My question is why don't the courts listen to us parents? We know what our kids take us through. All I wanted for them to do was to give her the psychological test that was to be done and find out why she is self-destructive. I love my daughter and I've done about all I can do to help. Now I need help. E. C. J., Washington, D.C. Dear E. C. J.:

I would be the last one to suggest that the juvenile offenders services in most states offer adequate services. However, in many instances, they are reluctant to confine a teenager who may be helped with less drastic measures. Often a community-based shelter may provide a better opportunity for management and rehabilitation.

Total confinement in a maximum-security detention center may bring your daughter into contact with hardened delinquents, which then may lead her into harsher crimes unless she receives proper counseling in a group or individually. I hope her facility will provide her with such a program.

It seems highly likely that your daughter (you didn't mention her age, but I will assume that she is about 15) is suffering from emotional problems and is acting them out antisocially. She doesn't seem to be a primary juvenile delinquent.

You mention that she was an obedient child until her stepfather died. This was a great loss for her. She was probably grief-stricken and angry. It's not uncommon in such situations for a child to experience difficulty at home and school. Her stepfather may have served as a source of authority and discipline for her. After his death she probably experienced a loss of self-control and sense of purpose. Such youngsters need plenty of support to help them express their grief and then re-adapt.

Your harsh treatment, the beatings and punishment, was not the wisest way to deal with your daughter.

You may be from the old school, but it's largely accepted by most psychologists today that harsh physical punishment doesn't help a wayward adolsecent. In fact, it can further damage, him or her. It is best to appeal to your daughter's sense of reason.

Right now you should work closely with the court and try to assist your daughter in obtaining psychological counseling. Visit her frequently. Try not to be completely condemning of her. Certainly she has good points which you should focus on. Compliment her for her good behavior without any attitude of condescension.

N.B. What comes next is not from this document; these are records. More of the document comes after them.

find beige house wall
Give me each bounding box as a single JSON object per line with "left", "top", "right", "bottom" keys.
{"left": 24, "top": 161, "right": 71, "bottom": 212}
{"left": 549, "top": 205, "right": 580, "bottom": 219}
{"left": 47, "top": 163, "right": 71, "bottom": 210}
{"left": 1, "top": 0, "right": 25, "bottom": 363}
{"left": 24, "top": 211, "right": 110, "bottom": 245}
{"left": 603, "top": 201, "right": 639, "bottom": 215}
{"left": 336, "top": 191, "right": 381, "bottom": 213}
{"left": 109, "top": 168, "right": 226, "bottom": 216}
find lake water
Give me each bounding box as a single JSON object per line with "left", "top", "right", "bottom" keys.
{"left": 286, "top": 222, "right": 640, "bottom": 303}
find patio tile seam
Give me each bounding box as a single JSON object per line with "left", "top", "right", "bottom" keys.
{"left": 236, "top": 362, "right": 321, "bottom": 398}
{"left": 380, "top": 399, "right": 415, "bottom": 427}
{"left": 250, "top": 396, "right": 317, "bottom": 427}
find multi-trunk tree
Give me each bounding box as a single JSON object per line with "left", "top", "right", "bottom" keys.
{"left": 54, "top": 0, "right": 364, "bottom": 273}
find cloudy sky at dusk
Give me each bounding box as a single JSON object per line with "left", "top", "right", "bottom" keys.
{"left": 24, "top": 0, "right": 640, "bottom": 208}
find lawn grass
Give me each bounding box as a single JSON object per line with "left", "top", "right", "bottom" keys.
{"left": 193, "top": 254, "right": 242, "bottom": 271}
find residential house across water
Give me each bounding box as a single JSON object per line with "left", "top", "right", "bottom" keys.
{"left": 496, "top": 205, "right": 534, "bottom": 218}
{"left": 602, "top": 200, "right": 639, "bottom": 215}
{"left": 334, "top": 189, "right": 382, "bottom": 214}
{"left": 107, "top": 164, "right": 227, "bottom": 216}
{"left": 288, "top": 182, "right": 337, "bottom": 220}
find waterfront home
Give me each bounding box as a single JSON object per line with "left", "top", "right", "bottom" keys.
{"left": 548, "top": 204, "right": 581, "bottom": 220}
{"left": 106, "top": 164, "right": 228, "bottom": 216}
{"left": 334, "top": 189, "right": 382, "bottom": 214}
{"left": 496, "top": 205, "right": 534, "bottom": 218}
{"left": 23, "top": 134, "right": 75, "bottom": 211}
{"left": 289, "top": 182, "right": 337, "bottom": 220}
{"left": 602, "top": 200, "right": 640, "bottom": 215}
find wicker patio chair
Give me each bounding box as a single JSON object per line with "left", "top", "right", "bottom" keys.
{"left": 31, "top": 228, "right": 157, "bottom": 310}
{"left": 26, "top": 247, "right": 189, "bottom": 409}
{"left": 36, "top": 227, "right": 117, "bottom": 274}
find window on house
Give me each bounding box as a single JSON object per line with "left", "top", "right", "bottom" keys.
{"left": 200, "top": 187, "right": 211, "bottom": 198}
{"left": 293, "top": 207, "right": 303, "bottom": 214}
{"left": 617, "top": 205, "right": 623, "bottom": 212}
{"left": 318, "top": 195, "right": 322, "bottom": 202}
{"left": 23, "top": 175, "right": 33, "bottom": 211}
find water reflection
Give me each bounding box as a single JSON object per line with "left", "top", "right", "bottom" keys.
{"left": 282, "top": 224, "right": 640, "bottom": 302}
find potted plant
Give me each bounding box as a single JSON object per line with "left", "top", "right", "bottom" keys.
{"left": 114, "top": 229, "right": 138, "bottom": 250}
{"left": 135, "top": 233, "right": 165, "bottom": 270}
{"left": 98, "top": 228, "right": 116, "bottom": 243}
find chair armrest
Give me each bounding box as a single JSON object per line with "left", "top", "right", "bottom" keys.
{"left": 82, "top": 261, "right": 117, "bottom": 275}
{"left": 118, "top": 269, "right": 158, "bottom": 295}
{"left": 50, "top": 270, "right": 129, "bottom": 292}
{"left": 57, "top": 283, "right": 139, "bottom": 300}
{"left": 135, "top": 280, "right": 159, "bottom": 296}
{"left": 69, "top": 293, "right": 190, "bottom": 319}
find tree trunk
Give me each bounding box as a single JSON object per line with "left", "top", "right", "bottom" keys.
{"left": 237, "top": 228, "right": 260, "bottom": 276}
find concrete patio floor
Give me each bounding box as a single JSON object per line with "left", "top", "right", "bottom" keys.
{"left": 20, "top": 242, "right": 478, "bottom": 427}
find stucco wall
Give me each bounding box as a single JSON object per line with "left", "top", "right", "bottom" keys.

It would also help if you apologized to her for the beatings and pledge that you won't do it again. If you wish to continue to beat her, you yourself should receive counseling and help in learning how to manage her. It is paramount that you alter your behavior as well as your approach to her if you expect her to change her behaviour. Ultimately, she will respect you more if you are also able to admit when you have been wrong and out of control.

If you truly love your daughter, you definitely should not give up on her yet.